Dear Brothers and Sisters, all of you out there. Promise me you won’t do what I did. I’ve written about it before but is still sits in my heart.
Understand, that all you brothers and sisters are the same, you are a herd of zebra, as connected and similar as possible without being identical. You are the same, your stripe patterns are just a little different.
You are the same, more so than anyone else you will ever know on this planet, but you have different internal clocks from each other, a different moral compasses, different electrical impulses racing through your heart and brain. But you are the same and know the same stuff, instinctively.
My brother, Granger, and I were always really close though he was eleven years old.
But when I was in my late twenties and had young kids he started really pissing me off. He was always late, sometimes hours sometimes days. the kids would spend hours anxiously waiting for him, because he said he was coming. Sometimes he arrived sometimes he didn’t. He accidentally took my kids on minor drug deals. They went hiking and he only remembered to take beer and vodka. But they did just find sucking on ice cubes. He’d bring one kid a present and forget the other. He talked about himself constantly or told wildly inappropriate stories about hookers and inexplicable trips to small South American countries.
In my eyes, for years, he never said or did the right thing. So I was perpetually annoyed and pissed for five years.
Then, one day, something clicked in my brain. Why was I wasting so much time being annoyed, offended and angry? What a waste of valuable, precious time with my only living family member. I was a bitch and an idiot. So I stopped.
We were the same but different. Thankfully, God changed something in my heart and all I felt was love, compassion and understanding. If we owe anyone one unconditional love….it’s our brothers and sisters. So stop wasting time wanting a person to act the way you think they should. That’s just dumb.
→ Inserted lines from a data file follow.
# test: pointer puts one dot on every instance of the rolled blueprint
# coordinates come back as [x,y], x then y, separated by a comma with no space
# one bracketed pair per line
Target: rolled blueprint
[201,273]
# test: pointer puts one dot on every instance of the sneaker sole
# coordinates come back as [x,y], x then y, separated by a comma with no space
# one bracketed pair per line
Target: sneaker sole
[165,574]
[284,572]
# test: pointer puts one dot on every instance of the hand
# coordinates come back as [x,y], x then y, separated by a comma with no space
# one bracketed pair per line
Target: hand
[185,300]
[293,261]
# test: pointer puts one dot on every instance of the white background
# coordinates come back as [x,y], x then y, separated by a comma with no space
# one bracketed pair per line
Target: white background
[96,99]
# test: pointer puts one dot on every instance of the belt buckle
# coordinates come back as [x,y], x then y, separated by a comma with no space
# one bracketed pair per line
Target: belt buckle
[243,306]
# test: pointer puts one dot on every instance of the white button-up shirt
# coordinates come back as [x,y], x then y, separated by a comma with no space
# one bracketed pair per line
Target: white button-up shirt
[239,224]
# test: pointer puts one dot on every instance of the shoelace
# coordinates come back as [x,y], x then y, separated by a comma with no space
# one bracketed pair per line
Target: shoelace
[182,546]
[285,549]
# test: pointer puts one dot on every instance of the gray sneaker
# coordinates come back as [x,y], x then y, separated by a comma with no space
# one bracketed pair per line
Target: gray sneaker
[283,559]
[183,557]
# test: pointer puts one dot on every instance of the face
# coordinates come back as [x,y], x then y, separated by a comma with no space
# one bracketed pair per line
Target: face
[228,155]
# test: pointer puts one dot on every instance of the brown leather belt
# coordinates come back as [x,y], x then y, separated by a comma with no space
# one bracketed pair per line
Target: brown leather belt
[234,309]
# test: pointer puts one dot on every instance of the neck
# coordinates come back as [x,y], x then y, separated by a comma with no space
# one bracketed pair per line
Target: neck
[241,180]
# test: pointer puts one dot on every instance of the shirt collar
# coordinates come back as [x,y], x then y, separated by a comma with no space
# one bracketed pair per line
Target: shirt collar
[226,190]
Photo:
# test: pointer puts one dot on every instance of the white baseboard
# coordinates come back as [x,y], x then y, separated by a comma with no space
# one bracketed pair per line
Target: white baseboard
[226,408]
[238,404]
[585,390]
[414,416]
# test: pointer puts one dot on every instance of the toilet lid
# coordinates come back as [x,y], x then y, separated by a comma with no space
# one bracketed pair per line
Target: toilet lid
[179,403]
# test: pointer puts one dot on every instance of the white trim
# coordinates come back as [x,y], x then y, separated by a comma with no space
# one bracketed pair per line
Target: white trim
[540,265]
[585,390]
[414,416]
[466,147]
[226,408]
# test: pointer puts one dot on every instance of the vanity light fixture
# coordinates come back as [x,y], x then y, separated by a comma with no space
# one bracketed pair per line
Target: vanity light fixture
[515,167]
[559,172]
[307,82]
I still struggle with this. Sandor has friends and I have friends who are constantly changing plans, not arriving on time, not letting me know their plans change. For years I would seethe and fume. How inconsiderate, how rude. Secretly, I felt superior because I was punctual or organized. What a bitch I was!
Recently, however I’ve realized these schedule meltdowns actually don’t have anything to do with me. I’ve learned to say or text “No worries.” Because I love them and they really don’t mean to be inconsiderate. Their day just blew up.
And one more thing. If you do blow up or snap or gripe at your brother or sister, that’s not surprising. Your family. but do yourself a favor and learn to say, “Sorry I was an ass.” That’s all you have to say and all the negative vaporizes. Have the guts to say you’re sorry. It makes life so much easier.
I’d give just about anything to have a year back with Granger. I don’t care how bizarre, inconsiderate, inappropriate and self absorbed. He loved us and he was just being Granger. He was the last zebra with my stripes.
Love your brothers and sisters, as different as they are. That’s all you have to do.